Step 1: Understanding the Concept:
For a body falling from rest, the displacement $s$ is proportional to the square of time $t$ according to the equation $s = \frac{1}{2}gt^2$. We need to find the total time $T$ for height $H$ and the time $t_1$ for the first half height $H/2$. The time for the second half is the difference between these two.
Step 2: Key Formula or Approach:
1. Total time: $H = \frac{1}{2}gT^2 \implies T = \sqrt{\frac{2H}{g}}$.
2. Time for first half: $\frac{H}{2} = \frac{1}{2}gt_1^2 \implies t_1 = \sqrt{\frac{H}{g}}$.
Step 3: Detailed Explanation:
From the equations above, we can see that:
\[ t_1 = \frac{1}{\sqrt{2}} \sqrt{\frac{2H}{g}} = \frac{T}{\sqrt{2}} \]

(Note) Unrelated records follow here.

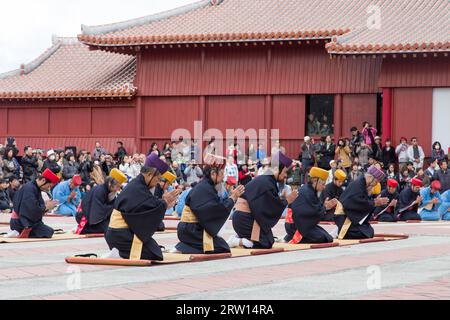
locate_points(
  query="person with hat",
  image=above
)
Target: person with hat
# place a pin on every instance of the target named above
(308, 210)
(138, 213)
(431, 200)
(205, 213)
(94, 213)
(69, 196)
(387, 213)
(355, 207)
(29, 208)
(333, 190)
(260, 208)
(444, 208)
(50, 162)
(409, 201)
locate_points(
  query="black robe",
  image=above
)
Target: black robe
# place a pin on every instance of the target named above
(331, 192)
(97, 209)
(30, 207)
(307, 212)
(406, 197)
(266, 208)
(357, 205)
(143, 212)
(389, 215)
(211, 213)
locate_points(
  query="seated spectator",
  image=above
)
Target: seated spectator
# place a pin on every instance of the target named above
(443, 175)
(71, 167)
(50, 163)
(10, 165)
(193, 173)
(437, 153)
(5, 201)
(29, 165)
(69, 196)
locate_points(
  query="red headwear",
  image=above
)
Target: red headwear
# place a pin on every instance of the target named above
(416, 182)
(436, 185)
(76, 180)
(50, 176)
(392, 183)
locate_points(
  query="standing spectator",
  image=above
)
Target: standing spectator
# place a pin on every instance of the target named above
(98, 151)
(193, 173)
(260, 153)
(437, 153)
(343, 153)
(14, 186)
(306, 156)
(10, 166)
(30, 165)
(388, 154)
(245, 176)
(369, 133)
(86, 166)
(443, 176)
(121, 152)
(355, 173)
(71, 167)
(5, 201)
(50, 163)
(327, 153)
(363, 151)
(356, 139)
(231, 170)
(377, 149)
(126, 167)
(416, 154)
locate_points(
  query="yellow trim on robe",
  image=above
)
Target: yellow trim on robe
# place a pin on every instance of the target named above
(189, 217)
(117, 222)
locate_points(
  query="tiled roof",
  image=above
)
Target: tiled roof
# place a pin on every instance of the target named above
(407, 25)
(69, 69)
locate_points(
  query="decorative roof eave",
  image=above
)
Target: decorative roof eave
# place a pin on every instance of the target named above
(81, 94)
(114, 27)
(341, 49)
(210, 38)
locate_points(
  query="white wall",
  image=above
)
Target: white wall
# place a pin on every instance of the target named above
(441, 117)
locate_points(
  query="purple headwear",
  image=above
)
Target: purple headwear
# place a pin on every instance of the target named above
(153, 161)
(280, 159)
(376, 173)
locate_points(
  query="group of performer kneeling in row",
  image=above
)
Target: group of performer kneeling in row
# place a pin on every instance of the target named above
(129, 218)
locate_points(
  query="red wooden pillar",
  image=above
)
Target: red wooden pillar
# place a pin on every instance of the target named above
(387, 114)
(139, 111)
(338, 106)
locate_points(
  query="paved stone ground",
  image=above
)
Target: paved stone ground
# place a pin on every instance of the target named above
(417, 268)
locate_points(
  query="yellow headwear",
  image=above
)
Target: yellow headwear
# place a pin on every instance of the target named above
(170, 177)
(340, 175)
(377, 189)
(318, 173)
(118, 175)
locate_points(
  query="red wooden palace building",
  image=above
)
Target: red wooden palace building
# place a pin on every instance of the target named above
(239, 64)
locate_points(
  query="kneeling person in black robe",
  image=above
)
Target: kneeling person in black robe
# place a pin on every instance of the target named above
(409, 201)
(260, 208)
(98, 205)
(308, 210)
(387, 213)
(137, 215)
(355, 207)
(332, 191)
(205, 213)
(29, 208)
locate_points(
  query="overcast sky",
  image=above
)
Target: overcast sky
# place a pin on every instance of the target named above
(27, 26)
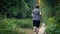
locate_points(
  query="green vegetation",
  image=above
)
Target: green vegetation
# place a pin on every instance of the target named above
(11, 26)
(51, 15)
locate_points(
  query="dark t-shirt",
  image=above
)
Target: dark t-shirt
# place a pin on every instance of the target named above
(36, 14)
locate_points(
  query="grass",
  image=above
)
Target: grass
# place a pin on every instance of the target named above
(15, 26)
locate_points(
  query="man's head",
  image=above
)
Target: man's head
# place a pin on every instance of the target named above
(37, 6)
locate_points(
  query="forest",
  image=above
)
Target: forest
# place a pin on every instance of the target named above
(15, 16)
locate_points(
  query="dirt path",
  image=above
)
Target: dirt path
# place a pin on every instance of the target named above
(42, 29)
(29, 31)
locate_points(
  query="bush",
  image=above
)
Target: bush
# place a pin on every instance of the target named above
(10, 26)
(52, 26)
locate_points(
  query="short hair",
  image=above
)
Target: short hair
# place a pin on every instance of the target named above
(37, 6)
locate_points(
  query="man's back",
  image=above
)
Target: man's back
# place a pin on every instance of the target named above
(36, 14)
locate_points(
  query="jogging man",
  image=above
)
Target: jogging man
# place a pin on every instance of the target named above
(36, 15)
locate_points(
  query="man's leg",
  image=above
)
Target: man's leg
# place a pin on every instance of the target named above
(34, 28)
(37, 30)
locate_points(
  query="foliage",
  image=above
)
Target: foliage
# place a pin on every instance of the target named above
(23, 7)
(51, 15)
(10, 26)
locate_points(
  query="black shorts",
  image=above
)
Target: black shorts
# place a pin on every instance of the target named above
(36, 23)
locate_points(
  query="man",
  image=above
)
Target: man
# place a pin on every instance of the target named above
(36, 15)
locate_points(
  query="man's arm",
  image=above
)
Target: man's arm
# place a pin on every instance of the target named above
(32, 14)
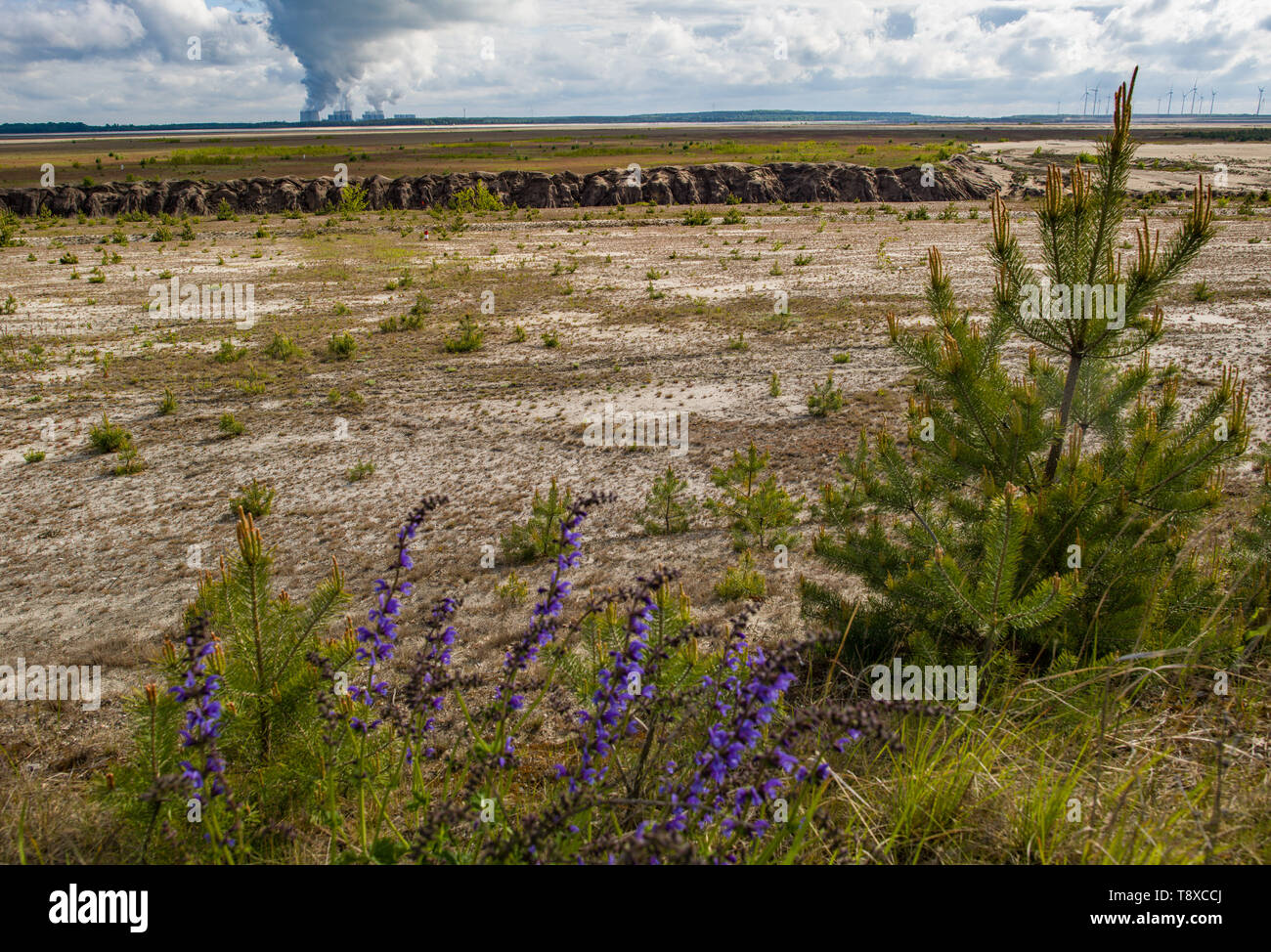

The time taken for the second half of the height ($\Delta t$) is:
\[ \Delta t = T - t_1 = T - \frac{T}{\sqrt{2}} \]
Factor out $T$:
\[ \Delta t = T \left( 1 - \frac{1}{\sqrt{2}} \right) = T \left( \frac{\sqrt{2}-1}{\sqrt{2}} \right) \]
Step 4: Final Answer:
The time taken for the second half is \( \left( \frac{\sqrt{2}-1}{\sqrt{2}} \right) T \).